CNBC found data that says investors have pulled 61% of the money they had invested in quant funds since 2007 and 1/4 of all quant funds have closed since that year.
They had a segment yesterday with two quants to dissect the data. The conclusion: the industry should be fine. It can ride on its reputation for being smarter than everyone else!
The video kicks off with quant manager of Able Alpha Trading, Irene Aldridge, who brushed the data off – saying the results might really be because people are confused.
Quant funds’ strategies are hard to understand, she says, and the funds usually update them about every 6 months. So maybe skittish, uncertain investors didn’t like the most recent 1/2 year’s strategies.

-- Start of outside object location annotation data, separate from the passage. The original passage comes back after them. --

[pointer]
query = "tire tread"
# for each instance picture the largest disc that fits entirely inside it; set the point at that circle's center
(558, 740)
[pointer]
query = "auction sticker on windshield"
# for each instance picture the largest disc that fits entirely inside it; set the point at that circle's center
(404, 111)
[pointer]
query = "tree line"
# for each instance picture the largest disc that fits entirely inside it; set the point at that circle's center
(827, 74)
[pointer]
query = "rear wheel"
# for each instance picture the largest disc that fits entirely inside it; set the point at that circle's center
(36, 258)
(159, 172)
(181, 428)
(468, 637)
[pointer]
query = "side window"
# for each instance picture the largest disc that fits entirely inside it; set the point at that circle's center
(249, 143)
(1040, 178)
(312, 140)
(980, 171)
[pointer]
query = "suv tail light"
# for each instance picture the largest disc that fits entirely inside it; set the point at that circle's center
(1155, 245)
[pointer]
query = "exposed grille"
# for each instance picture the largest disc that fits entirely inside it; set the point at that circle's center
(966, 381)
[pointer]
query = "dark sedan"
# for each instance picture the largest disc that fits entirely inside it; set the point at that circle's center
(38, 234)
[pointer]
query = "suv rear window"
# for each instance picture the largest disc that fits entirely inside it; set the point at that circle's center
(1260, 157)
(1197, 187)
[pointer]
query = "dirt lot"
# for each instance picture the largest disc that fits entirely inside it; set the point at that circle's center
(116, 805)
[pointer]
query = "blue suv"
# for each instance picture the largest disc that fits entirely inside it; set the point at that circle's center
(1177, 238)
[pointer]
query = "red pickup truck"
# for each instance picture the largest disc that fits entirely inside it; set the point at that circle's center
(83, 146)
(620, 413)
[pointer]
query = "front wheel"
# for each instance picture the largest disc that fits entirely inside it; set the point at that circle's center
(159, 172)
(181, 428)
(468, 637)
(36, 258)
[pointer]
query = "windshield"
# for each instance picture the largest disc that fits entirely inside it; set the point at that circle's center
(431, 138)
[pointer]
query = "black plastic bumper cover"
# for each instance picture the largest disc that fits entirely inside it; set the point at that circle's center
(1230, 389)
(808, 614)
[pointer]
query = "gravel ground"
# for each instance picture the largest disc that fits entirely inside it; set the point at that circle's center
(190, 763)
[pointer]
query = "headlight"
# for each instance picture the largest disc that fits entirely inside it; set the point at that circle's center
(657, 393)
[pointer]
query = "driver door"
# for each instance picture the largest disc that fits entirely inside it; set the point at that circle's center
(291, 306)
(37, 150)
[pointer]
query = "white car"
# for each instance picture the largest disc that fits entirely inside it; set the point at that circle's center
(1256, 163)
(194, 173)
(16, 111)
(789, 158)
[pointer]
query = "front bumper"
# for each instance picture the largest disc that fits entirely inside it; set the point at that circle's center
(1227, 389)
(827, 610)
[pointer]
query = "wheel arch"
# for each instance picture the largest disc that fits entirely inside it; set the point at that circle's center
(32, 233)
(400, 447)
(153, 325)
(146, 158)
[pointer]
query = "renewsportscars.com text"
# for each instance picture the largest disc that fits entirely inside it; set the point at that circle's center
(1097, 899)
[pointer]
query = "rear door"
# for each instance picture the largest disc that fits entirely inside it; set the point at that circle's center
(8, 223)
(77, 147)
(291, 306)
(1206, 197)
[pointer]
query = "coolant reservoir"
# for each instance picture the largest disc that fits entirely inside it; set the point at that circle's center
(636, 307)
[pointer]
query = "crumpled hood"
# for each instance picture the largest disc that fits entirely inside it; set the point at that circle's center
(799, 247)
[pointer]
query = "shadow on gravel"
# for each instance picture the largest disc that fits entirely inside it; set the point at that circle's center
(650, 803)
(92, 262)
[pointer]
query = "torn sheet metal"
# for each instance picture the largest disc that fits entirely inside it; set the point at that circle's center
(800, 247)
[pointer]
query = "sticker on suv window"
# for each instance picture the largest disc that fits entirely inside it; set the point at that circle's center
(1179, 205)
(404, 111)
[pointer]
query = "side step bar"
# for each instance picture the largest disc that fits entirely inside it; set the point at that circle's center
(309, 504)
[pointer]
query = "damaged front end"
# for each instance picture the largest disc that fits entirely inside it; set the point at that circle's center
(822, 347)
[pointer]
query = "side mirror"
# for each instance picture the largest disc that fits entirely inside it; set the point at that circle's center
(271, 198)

(Another reason for the mass withdrawal might be that quants notoriously missed out on last year’s market rally.)
Then CNBC’s other guest, Maggie Stump of Quantitative Management Associates, points out that the industry will be fine, if only because quants have a reputation for being smarter.
What you do when you invest with a quant fund is invest with a bunch of smart folks.
It’s crude, but it sounds reasonable enough. She thinks funds’ re-tooling their strategies have little to do with the withdrawals and that the withdrawals just mean we’ll see a leaner, better quant market.
Aldridge would seem to agree, because she backs up that argument with some data.
If we look at actual statistics of how quant funds have done in 2010 YTD, many have out-performed non-quant funds.
Aldridge thinks quant funds will rage back into favour once people take a look at the performance.